The strategy may be a much needed tool in the fight to combat cyber violence against girls and women. (Photo: iStock)
As incidents of cyber violence against women keep rising around the world, the Canadian government has announced that it would look at confronting the issue head on.
Patty A. Hajdu, the federal status of women minister is determined to tackle cyber violence against women in upcoming federal strategy consultations, which will start either in the fall or early next year.
Hajdu says a strong strategy to deal with “horrific” cyber violence directed against women is necessary, because the policies and laws we have now just don’t cut it. She told CBC News that the strategy “will be stronger than one complaint or one lawsuit.

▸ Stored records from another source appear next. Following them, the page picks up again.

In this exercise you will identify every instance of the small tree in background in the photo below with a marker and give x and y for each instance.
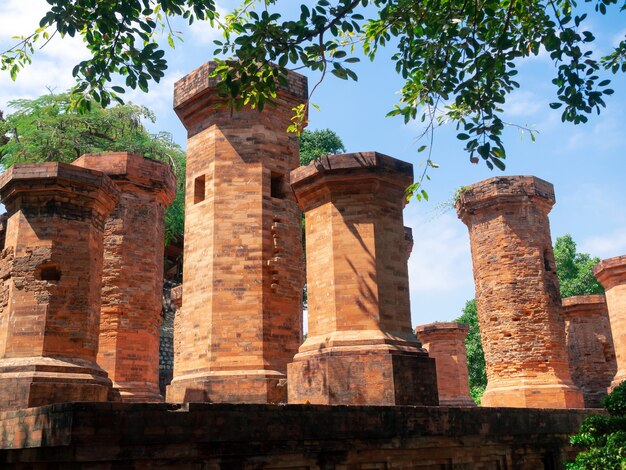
(314, 144)
(603, 436)
(475, 354)
(574, 270)
(45, 129)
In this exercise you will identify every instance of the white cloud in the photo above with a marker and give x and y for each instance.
(203, 33)
(441, 260)
(607, 245)
(524, 103)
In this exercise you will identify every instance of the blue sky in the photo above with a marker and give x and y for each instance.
(586, 164)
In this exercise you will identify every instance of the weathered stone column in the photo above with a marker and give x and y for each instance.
(241, 321)
(517, 293)
(590, 346)
(50, 290)
(133, 272)
(445, 343)
(611, 273)
(360, 347)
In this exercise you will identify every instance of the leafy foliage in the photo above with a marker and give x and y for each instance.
(458, 59)
(41, 130)
(121, 37)
(314, 144)
(475, 354)
(603, 437)
(574, 270)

It will be the federal government of Canada saying we need to take these actions.”
Not only is Hajdu looking at developing tactics to deal with cyber violence but she is also looking at strengthening laws addressing cyber violence.
The strategy may be a much needed tool in the fight to combat cyber violence against girls and women, as it seems the law is at times helpless to help women affected by online harassment.

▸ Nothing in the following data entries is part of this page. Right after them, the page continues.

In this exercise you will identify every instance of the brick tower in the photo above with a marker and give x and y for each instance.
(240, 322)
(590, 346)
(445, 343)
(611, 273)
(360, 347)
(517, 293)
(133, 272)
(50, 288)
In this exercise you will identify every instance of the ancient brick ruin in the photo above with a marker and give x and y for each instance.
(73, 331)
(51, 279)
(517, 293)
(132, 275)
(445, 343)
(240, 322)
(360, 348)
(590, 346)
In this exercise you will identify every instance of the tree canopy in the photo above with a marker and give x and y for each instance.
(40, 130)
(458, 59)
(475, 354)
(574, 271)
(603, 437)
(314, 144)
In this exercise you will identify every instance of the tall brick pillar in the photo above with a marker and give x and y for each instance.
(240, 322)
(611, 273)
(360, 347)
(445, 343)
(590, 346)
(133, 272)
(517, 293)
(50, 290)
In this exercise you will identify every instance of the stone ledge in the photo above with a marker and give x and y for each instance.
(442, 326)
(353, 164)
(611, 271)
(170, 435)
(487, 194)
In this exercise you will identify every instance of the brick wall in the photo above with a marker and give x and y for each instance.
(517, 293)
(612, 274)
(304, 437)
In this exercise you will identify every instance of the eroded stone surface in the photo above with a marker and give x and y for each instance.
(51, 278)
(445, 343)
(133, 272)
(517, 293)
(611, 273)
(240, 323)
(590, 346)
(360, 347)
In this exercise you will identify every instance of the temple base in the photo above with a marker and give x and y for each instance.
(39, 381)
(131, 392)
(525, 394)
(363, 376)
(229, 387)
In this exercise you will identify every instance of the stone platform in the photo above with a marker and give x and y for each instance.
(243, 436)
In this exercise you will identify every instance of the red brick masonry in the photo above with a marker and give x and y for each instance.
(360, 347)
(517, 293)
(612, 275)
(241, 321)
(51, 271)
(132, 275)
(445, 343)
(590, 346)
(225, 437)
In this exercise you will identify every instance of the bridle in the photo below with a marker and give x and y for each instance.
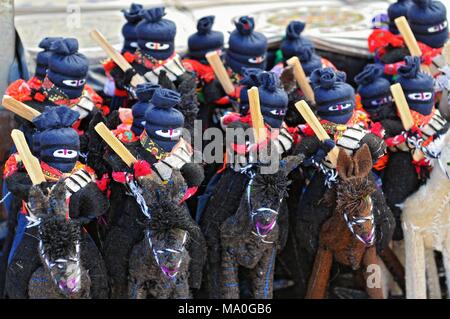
(156, 252)
(248, 170)
(351, 222)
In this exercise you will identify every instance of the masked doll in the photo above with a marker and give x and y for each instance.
(294, 44)
(130, 45)
(210, 92)
(335, 105)
(374, 93)
(402, 175)
(246, 47)
(64, 84)
(42, 59)
(58, 154)
(428, 21)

Just this year, a Toronto man accused of harassing two feminist activists online was acquitted, because although there was a good number of harassing online tweets he posted against the women, it simply wasn’t enough to convict him.
A particular area of cyber violence that is of concern is cyberstalking, as a 2014 Pew Research Center poll found that “young women are particularly vulnerable to sexual harassment and stalking” and that social media is the “most common scene” for this type of harassment.
Cyberstalking is broadly defined as referring to activities such as direct harassing communication through e-mail or text messaging, internet harassment and unauthorized use, control and interference with the victim’s computer.
Cyberstalking behaviour includes:
- Getting information about the victim which includes private information;
- Tracking the victim through GPS software;
- Trying to destroy the victim’s reputation; and
- Sending viruses to the victim’s computer.
Victims are encouraged to stop contact with their stalkers after sending a written message, collect all evidence in either physical or electronic form, and contact the police if the person doesn’t stop the harassment.